I have a symbolic 10 by 10 matrix. It is not difficult to get the eigenvalue expressions by using Matlab. But the expressions of some eigenvalues are too long to be analyzed. I was wondering if there is a way to analyze the sign of real part of eigenvalues only by observing the matrix since all the entry expressions are pretty simple?

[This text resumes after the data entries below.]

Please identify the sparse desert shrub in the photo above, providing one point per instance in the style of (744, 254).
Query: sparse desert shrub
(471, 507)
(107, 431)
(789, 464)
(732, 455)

The matrix is like this: \begin{bmatrix} -k_1-p_1\lambda & 0 &0 &0 & 0 &0 &0 &-\lambda^2p_1 &0 &0\\ 0 & -k_2-p_2\lambda & a_{13}\omega &0 & 0 &0 &0 &0 &-\lambda^2p_2 &0 \\ 0 &a_{12}\omega & -k_3-p_3\lambda &0 & 0 &0 &0 &0 &0 &-\lambda^2p_3\\ -\frac{\sin{\theta}}{2} &0 &0 &0 &-\frac{\omega}{2} &0 &0 &0 &0 &0\\ \frac{\cos{\theta}}{2} &0 &0 &\frac{\omega}{2} &0 &0 &0 &0 &0 &0\\ 0 &\frac{\cos{\theta}}{2} &-\frac{\sin{\theta}}{2} &0 &0 &0 &\frac{\omega}{2}&0 &0 &0\\ 0 &\frac{\sin{\theta}}{2} &\frac{\cos{\theta}}{2} &0 &0 &-\frac{\omega}{2}&0 &0 &0 &0\\ -1 &0 &0 &0 &0 &0 &0 &-\lambda &0 &0\\ 0 &-1 &0 &0 &0 &0 &0 &0 &-\lambda &0 \\ 0 &0 &-1 &0 &0 &0 &0 &0 &0 &-\lambda \end{bmatrix}.
Thanks.
Arrange the rows and columns in the order $1,8,4,5,2,3,9,10,6,7$. Your matrix is permutation-similar to the direct sum of $$ A=\left[\begin{array}{cc|cc} -k_1-p_1\lambda &-\lambda^2p_1 &0 &0\\ -1 &-\lambda &0 &0\\ \hline -\frac{\sin{\theta}}{2} &0 &0 &-\frac{\omega}{2}\\ \frac{\cos{\theta}}{2} &0 &\frac{\omega}{2} &0\\ \end{array}\right] $$ and $$ B=\left[\begin{array}{cccc|cc} -k_2-p_2\lambda & a_{13}\omega &-\lambda^2p_2 &0 &0 &0\\ a_{12}\omega & -k_3-p_3\lambda &0 &-\lambda^2p_3 &0 &0\\ -1 &0 &-\lambda &0 &0 &0\\ 0 &-1 &0 &-\lambda &0 &0\\ \hline \frac{\cos{\theta}}{2} &-\frac{\sin{\theta}}{2} &0 &0 &0 &\frac{\omega}{2}\\ \frac{\sin{\theta}}{2} &\frac{\cos{\theta}}{2} &0 &0 &-\frac{\omega}{2}&0 \end{array}\right] $$ The eigenvalues of the three $2\times2$ subblocks should be easy to analyse. It remains to find the eigenvalues of the $4\times4$ subblock of $B$.